Support for "ignoring" a TunnelBinding?
I ended up configuring a series of TunnelBindings in an undocumented fashion and while it works, there was a funny issue that cropped up.
Use Case:
I wanted to use the disableDNSUpdates: true feature in the tunnelRef and a Proxied Wildcard in my cluster - but to also let the operator create the initial tunnel instead of bringing my own.
kind: ClusterTunnel
spec:
newTunnel:
name: foo
...
---
kind: TunnelBinding
metadata:
name: wildcard
subjects:
- name: dummy
spec:
fqdn: "*.fizz.buzz.me.com"
tunnelRef:
name: foo
---
kind: TunnelBinding
metadata:
name: a
subjects:
- name: real-thing
spec:
fqdn: "traefik.fizz.buzz.me.com"
target: "http://traefik.traefik.svc.cluster.local"
tunnelRef:
name: foo
disableDNSUpdates: true
When configured in this manner, I would get a good Cloudflare config yaml, albeit with a funky entry for "wildcard"
kind: ConfigMap
data:
config.yaml: |
tunnel: abc123
ingress:
- hostname: traefik.fizz.buzz.me.com
service: http://traefik.traefik.svc.cluster.local
- hostname: '*.fizz.buzz.me.com'
service: http_status:404
When I repeated this configuration, but with slightly different name values, I noticed a different behavior:
ingress:
- hostname: '*.fizz.buzz.me.com'
service: http_status:404
- hostname: traefik.fizz.buzz.me.com
service: http://traefik.traefik.svc.cluster.local
When the config ended up in this configuration, the first ingress would always match because of the wildcard, and the tunnel would respond with a 404. It wasn't until I renamed the TunnelBinding objects that I received a different layout of the config.
I suspect that TunnelBindings are returned alphabetically by name in getRelevantTunnelBindings and the loop here https://github.com/adyanth/cloudflare-operator/blob/main/controllers/tunnelbinding_controller.go#L561.
I was thinking there could be a feature to allow for the optional ignoring of a TunnelBinding. Or perhaps a priority number? Some sort of feature so that we could better order the resulting config.

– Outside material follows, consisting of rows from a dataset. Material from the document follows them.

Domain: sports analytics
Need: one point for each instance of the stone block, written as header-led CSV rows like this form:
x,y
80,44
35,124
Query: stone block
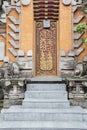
x,y
2,50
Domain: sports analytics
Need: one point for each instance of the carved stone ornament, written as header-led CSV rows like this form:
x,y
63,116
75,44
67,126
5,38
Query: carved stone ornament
x,y
26,2
66,2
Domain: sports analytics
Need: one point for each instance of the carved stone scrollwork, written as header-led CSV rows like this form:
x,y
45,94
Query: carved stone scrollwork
x,y
66,2
26,2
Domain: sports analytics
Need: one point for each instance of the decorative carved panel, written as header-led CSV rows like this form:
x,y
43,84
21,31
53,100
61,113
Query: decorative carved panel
x,y
46,49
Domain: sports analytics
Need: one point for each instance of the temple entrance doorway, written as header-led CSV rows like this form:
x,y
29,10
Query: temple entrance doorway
x,y
46,48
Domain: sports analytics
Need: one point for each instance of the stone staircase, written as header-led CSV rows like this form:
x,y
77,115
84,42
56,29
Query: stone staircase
x,y
45,107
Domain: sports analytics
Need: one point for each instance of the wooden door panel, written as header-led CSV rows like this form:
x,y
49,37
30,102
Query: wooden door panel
x,y
46,49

Oh interesting. The wildcard is added by the fallback_target on the tunnel rather than the binding. The sort order was necessary so as to not unnecessarily update the deployment just due to the order in which k8s decides to return the bindings.

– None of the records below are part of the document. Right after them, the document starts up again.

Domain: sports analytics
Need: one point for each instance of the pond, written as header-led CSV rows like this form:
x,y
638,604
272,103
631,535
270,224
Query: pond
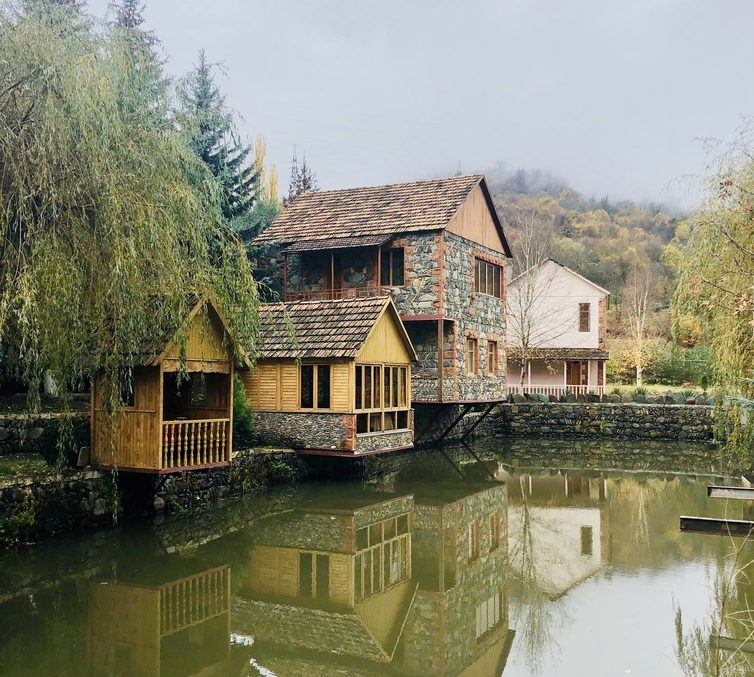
x,y
459,562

I had not considered the edge case of adding a wildcard in the binding, which does cause issues. By design, the wildcard only comes in the end when using fallback_target. In that case, I think it would be ideal to use the sort order for non wildcards, and then sort the wildcards with longest matching first, and also officially allow overriding the fallback_target with a tunnel binding. Thanks!